Erin Thompson: Icon Grill
I'd be sitting back at a booth at Icon Grill, listening to lounge-y piano music, eating chicken fingers and downing Zephyrtinis from the bar. They're super-sugary and something like $9 a pop, but it's not like I'll be around to pay the bill or deal with the hangover.
Erika Hobart: La Isla
They serve awesome Puerto Rican food and make the meanest mojito in the entire city--going out with a big bang is overrated, a big buzz is much better.
Julien Perry: Canlis
I'd want to go out feeling like a queen, which includes being deliriously drunk on "last meal"-quality food and booze.
Scott Heimendinger: Spur Gastropub
I'll be at Spur Gastropub eating one of everything on the menu. As long as the world is ending, I'd like to fill up on small plates and house-made corn nuts.
If the world's ending, I won't feel guilty about eating as much maguro as possible. With uni on top.
Caleb Hannan: Ray's Boathouse
Not because it has the best food in Seattle (although it does have very good food), but because my childish mind can only imagine the rapture as some sort of tsunami-like event, and Ray's would offer the best view.
Mike Seely: Zeek's Pizza
I'm going to get uncharacteristically cheesy/romantic and say I'd share my last meal with my wife in a room at the Downtown Sheraton. It'd be a Puget Pounder from Zeek's Pizza. That's where we first met--and ate--on New Year's 2004. There were bowl games on then, but given the season of the Rapture, we'd gladly settle for the NBA conference semis (either matchup).

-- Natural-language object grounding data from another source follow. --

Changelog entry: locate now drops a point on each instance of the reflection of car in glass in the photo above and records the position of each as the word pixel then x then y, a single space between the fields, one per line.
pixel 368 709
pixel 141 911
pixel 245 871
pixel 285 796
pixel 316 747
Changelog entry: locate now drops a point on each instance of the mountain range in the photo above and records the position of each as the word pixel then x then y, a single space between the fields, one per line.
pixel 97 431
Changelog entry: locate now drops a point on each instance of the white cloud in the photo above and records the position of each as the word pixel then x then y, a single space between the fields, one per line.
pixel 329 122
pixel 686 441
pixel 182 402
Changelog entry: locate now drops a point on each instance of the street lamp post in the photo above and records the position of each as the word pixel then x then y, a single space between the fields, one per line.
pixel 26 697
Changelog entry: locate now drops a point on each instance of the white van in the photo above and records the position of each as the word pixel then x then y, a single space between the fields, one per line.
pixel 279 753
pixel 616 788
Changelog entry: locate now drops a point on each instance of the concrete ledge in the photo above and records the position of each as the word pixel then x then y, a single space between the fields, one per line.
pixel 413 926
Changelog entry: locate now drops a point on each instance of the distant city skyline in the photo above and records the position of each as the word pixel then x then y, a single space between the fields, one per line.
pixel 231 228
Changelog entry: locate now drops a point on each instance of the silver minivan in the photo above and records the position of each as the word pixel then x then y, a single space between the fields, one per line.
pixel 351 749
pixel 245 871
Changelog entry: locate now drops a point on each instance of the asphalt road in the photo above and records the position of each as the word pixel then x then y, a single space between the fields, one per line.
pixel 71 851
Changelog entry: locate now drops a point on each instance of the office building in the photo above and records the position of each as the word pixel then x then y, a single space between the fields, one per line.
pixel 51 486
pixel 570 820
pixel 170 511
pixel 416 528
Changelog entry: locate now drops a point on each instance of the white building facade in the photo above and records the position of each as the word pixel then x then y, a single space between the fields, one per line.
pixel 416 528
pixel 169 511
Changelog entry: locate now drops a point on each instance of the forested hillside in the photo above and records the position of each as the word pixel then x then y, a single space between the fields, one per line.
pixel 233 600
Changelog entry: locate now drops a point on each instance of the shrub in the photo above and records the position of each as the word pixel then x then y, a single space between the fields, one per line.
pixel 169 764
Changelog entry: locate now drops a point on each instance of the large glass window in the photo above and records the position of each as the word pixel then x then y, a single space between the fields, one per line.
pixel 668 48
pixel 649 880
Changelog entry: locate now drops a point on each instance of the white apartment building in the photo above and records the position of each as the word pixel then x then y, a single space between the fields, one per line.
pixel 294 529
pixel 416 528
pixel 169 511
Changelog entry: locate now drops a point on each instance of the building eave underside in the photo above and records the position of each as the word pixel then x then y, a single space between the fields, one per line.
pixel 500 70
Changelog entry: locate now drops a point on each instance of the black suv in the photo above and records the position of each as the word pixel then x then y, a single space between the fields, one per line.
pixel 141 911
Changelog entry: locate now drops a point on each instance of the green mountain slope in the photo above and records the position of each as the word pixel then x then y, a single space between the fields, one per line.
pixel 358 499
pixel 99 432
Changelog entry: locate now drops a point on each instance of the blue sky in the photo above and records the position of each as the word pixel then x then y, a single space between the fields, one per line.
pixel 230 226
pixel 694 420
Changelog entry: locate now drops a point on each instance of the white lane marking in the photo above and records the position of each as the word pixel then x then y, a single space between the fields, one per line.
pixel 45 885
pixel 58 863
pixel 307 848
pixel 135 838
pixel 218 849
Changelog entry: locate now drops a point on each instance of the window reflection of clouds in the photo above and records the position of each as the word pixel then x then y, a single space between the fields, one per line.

Surly Gourmand: Spring Hill
If the world was ending I would go to Spring Hill and have the bacon cheeseburger. It's an opulent and stupendous half-pound of awe, served medium rare with a droopy caul of melted white cheddar and slabs of thick-ass bacon and finely shredded lettuce. It comes with fries which are actually fried in SUET. It's $19, but what the fuck do I need money for if the world is ending? After washing that monster down with several single malts, I'd rush off to your mom's house to propose to her. When she gets all teary-eyed and says yes and all that, I'd laugh and say "Psych! We're not getting married, the world's about to end any seco--"
Siiri Sampson: Chez Shea
I would sit at the window line watching the world's final sunset over the sound and Olympics while I eat foie gras three ways. I would ask them to feed it to me the same way they feed the ducks they turn into foie gras. And I'd get stinking drunk off the dirtiest gin martini with Tanqueray 10 and blue-cheese-stuffed olives, followed by one of every dessert on the menu.
Hollis Wong-Wear: Charlie's Bar& Grill
I wouldn't have an appetite at all. But I would order a Monte Cristo anyway, and just marvel at it until I lost consciousness. With a Jameson on the rocks.
A.J. Tigner: Tavern Law
I feel like any sinful, post-apocalyptic coalition is probably going to start there, and I don't want to be stuck looting devastated Goodwills like some sucker.
C. Rose Tosti: Shiki
I would go to Shiki Sushi, and order fugu. Not because sushi is my favorite food, but because I'm a chicken and can't bring myself to try fugu, just in case something goes wrong and it actually does kill me. But since this is already my last meal, I'm out of excuses, so . . . might as well!